Shot to the Rinehart Doing for comedy what she has previously done for poetry, mining billionaire Gina Rinehart has “gathered jokes, quotes and cartoons into a book to bring joy to those doing it tough”, according to Sky News. It’s unclear whether those “doing it tough” include the African miners Rinehart has previously noted are willing to work for $2 a day.

Attendees at Rinehart’s virtual book launch apparently told Sky that “laughter was desperately needed in an era of political correctness”. The book providing such laughter appears to be a collection of Facebook posts about socialism and vegans:

We’ll be interested to see if it contains anything of equivalent ambition as working phrases like “short-term foreign workers” and “special economic zones” into rhyming verse.

Don’t know him from Adam Bringing the same rigour and curiosity that he previously brought to the economics desk, The Australian‘s new Washington correspondent Adam Creighton this weekend took time out from retweeting people who praise his work to weigh in on the debate around Georgia’s new election laws.

Responding to the criticism that the measure’s requirement that absentee voters provide photo ID is effectively voter suppression aimed at people of colour, Creighton shrugged.
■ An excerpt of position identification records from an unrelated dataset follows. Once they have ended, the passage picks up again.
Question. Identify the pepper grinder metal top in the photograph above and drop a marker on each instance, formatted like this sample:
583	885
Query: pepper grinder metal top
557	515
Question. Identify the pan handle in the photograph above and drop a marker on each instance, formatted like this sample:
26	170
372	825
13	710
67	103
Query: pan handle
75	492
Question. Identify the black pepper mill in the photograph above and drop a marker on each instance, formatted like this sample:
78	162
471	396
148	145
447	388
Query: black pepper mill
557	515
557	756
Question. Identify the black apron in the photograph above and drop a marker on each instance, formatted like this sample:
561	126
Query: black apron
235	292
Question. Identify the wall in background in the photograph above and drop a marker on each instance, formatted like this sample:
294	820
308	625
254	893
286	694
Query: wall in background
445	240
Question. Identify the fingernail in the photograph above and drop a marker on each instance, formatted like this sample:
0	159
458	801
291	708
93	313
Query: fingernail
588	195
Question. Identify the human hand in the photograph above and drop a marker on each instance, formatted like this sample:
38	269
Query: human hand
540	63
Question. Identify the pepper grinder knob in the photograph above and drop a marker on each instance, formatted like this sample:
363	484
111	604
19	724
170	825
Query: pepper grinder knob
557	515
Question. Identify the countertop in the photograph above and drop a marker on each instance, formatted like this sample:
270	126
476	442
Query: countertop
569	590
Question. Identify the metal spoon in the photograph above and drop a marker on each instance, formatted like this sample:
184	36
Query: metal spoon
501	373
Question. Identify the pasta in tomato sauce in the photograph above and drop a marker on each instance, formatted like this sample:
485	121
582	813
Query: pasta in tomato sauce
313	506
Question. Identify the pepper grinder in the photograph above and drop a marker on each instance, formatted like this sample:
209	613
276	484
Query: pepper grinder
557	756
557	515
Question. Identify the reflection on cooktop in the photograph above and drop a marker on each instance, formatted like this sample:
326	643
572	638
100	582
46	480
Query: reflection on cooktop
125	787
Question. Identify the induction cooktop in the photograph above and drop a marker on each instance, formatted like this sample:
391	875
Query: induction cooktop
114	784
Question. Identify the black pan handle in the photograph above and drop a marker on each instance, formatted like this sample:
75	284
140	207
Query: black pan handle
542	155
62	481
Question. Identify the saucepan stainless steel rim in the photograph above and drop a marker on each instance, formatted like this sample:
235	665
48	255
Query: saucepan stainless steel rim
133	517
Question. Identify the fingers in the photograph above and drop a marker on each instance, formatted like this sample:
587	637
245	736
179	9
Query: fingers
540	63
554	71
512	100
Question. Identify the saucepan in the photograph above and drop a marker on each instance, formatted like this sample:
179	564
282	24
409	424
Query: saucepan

If it’s good enough for Australia, why not the US?

When several people got in contact to point out that it was in no way normal to have to provide a driver’s license before voting, he shrugged once more: “It’s not a legal requirement to show it, apparently. I’ve always shown mine so thought it was normal.”

All this of course bodes brilliantly for his work from the US capital. His first story dropped this morning, and it’s a doozy. The central thesis is summed up in the line “Deaths are sad, but COVID-19 has taken far more than loved ones”. The story finishes by plucking some John Stuart Mill and Alexis de Tocqueville from the Penguin Book of Quotations for Freedom-Loving Columnists.